Z.1.4.3 Stopping excess printout

To find out what jobs are in the spooling queue for the relevant printer, type, at the monitor level:

$  lpq  C R

to list default print queue

$  lpstat  C R

to list default print queue under Solaris

or to display a specific queue

$  lpq -Pppp  C R

to show printer ppp

where ppp might be psnet at the AOC or ps3dup in Charlottesville. If the file is still in the queue as job number nn, you can type simply

$  lprm -Pppp nn  C R

to remove the job

lprm and cancel will announce the names of any files that they remove and are silent if there are no jobs in the queue which match the request.

Unfortunately, it is now very difficult to stop long print jobs.
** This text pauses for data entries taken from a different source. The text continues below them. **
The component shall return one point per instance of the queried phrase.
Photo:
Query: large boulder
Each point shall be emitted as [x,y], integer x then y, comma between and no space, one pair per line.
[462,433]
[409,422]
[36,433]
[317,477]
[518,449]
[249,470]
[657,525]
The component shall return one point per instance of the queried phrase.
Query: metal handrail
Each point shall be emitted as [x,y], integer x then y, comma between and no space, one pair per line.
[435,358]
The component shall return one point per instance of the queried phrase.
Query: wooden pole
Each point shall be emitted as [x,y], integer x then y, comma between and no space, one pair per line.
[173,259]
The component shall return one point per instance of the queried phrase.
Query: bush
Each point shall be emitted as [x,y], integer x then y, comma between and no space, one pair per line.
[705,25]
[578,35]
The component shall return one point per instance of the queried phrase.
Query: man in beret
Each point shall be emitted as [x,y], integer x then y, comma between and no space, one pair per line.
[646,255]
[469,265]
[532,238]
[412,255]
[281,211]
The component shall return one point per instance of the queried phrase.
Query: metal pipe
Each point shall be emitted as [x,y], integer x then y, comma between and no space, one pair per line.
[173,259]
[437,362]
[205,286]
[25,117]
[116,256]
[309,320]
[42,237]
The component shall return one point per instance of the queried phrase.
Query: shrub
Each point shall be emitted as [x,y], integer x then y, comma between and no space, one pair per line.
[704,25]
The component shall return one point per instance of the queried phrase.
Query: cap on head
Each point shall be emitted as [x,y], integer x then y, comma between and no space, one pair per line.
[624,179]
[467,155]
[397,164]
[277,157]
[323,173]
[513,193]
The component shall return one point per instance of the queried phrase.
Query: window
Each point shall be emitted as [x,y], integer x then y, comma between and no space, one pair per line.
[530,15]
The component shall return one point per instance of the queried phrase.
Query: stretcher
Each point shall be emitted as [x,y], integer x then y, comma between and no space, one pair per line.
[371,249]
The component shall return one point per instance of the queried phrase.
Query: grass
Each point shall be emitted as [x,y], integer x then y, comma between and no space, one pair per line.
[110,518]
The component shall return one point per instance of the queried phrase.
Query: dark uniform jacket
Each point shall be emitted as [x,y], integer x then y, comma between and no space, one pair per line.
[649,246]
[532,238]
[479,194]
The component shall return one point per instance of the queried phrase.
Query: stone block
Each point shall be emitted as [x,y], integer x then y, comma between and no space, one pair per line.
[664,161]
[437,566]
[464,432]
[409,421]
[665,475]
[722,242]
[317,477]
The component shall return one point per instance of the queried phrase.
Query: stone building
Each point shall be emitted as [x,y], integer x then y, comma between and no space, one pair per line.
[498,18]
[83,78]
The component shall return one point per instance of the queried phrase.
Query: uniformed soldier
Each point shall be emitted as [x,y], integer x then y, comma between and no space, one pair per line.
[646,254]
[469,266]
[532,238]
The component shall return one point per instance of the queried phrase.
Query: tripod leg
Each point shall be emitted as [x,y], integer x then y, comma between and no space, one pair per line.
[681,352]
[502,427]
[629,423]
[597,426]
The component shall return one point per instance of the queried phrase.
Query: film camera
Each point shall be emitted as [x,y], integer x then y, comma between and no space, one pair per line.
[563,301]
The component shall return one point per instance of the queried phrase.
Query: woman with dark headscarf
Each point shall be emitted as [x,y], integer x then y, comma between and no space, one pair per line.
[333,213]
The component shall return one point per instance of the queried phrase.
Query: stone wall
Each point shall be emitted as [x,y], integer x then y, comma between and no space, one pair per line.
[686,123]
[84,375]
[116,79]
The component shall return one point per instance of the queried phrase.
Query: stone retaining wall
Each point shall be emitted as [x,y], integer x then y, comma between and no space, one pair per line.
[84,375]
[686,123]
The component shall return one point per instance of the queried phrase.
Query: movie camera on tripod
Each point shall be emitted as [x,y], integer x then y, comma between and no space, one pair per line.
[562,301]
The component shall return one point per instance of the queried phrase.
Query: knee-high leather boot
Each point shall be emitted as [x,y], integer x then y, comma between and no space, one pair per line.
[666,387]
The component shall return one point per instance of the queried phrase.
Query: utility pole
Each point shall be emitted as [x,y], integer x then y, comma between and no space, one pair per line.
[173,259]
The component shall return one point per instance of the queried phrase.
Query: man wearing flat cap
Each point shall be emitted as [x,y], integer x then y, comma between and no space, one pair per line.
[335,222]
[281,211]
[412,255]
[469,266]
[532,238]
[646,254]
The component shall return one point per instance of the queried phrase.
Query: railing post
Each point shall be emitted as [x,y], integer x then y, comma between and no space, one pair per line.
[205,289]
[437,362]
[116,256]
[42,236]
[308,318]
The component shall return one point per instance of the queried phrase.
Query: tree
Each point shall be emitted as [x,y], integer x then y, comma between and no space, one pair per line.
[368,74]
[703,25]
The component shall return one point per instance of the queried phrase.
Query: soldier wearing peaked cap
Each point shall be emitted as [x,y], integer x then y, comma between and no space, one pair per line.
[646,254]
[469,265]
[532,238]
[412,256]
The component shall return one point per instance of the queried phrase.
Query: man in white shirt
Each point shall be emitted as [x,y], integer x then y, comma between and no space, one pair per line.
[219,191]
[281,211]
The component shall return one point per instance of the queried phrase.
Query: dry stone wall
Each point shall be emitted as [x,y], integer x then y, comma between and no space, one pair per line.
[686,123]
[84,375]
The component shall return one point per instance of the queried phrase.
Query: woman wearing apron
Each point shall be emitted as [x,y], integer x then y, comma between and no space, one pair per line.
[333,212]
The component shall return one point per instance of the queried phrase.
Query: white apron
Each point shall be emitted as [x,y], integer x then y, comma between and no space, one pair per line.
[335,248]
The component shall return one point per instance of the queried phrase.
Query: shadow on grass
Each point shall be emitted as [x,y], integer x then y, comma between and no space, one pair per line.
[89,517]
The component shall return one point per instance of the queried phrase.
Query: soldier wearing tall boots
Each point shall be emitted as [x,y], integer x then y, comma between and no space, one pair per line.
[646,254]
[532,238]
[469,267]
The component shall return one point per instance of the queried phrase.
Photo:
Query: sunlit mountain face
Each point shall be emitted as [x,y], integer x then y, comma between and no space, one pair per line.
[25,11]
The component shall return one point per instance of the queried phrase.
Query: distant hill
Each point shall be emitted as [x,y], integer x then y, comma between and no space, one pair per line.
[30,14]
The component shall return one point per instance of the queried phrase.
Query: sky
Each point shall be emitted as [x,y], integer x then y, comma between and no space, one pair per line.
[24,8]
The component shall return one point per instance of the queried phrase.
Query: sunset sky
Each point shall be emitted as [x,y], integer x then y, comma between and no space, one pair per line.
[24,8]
The large memories of modern printers mean that more than one print job can already be resident in the printer while your long unwanted job is being printed. Therefore, turning off the printer is not an option. Try to be more careful and not generate excess printout in the first place (save a tree). AIPS tasks now check the size of print jobs that will go directly to a printer and ask if you really mean to print them.

A nice option available for most AIPS print tasks or verbs is adverb OUTPRINT which allows you to divert the output to a text file. Then you can use an editor like emacs to examine the file in detail before printing. The Unix command wc -l file will count the number of lines in a text file called file for you; note that -l is the letter ell, not the number one. AIPS provides a “filter” program to convert plain (or Fortran) text files to PostScript for printing on PostScript printers. The command

$  F2PS -nn < file | lpr -Pppp

will print text file file on PostScript printer ppp. The parameter nn is the number of lines per page used inside AIPS; it is likely to be 97 if direct printing comes out in “portrait” form or 61 if the direct print outs come out in “landscape” form.

Z.1.4.4 CTRL Z problems

The last process placed in the background via CTRL Z can be brought back to the foreground by typing fg  C R in response to the monitor level % or $ (or whatever) prompt Alternatively, the user can type  jobs  C R, which displays all background processes associated with the current login and can bring a specific process to the foreground by typing fg % m  C R, where m is the job number as displayed by the jobs command as [m]. For example, if a user initiated his AIPSn by typing aips new pr=4 C R and:

^  Z

CTRL Z typed by accident (or intentionally).


aips new is put in the background as “stopped” and user is returned to the Unix level.

$  jobs  C R

to display status of background jobs.

[1] + Stopped aips new

info from Unix, where [1] means job 1, “Stopped” is job 1’s state and “aips new” is the command used to start up job 1.

$  fg m  C R

to return job m to the foreground.

aips new

appears on the screen just to tell the user to which job he is talking (i.e., it does not re-execute aips new). You should now be talking to your AIPSn again.

 C R

to get AIPSn > prompt.

Z.1.4.5 “File system is full” message

The message write failed, file system is full will appear when the search for scratch space encounters a disk or disks without enough space. This is only a problem when none of the disks available for scratch files has enough space, at which point the task will shut down. Use the BADDISK adverb to avoid disks with little available space.

Z.1.4.6 I can’t use my data disk!

If at some point during your work you find you are prevented from reading or writing files on a data disk, it could be that your AIPS number does not have access to that area. If you encounter the message: AIPS 2: CATOPN: ACCESS DENIED TO DISK 8 FOR USER 1783

it means that user 1783 has not been given access to write (or read) on disk 8. This can be seen, in the AIPS session, by typing FREESPAC to list the mounted disks. If you see a data disk listed with an access of Not you, it means your AIPS number has not been enabled for that disk. If you feel that you should have access to that particular disk, see the data analysts (at the AOC) or an AIPS Manager about enabling your user number.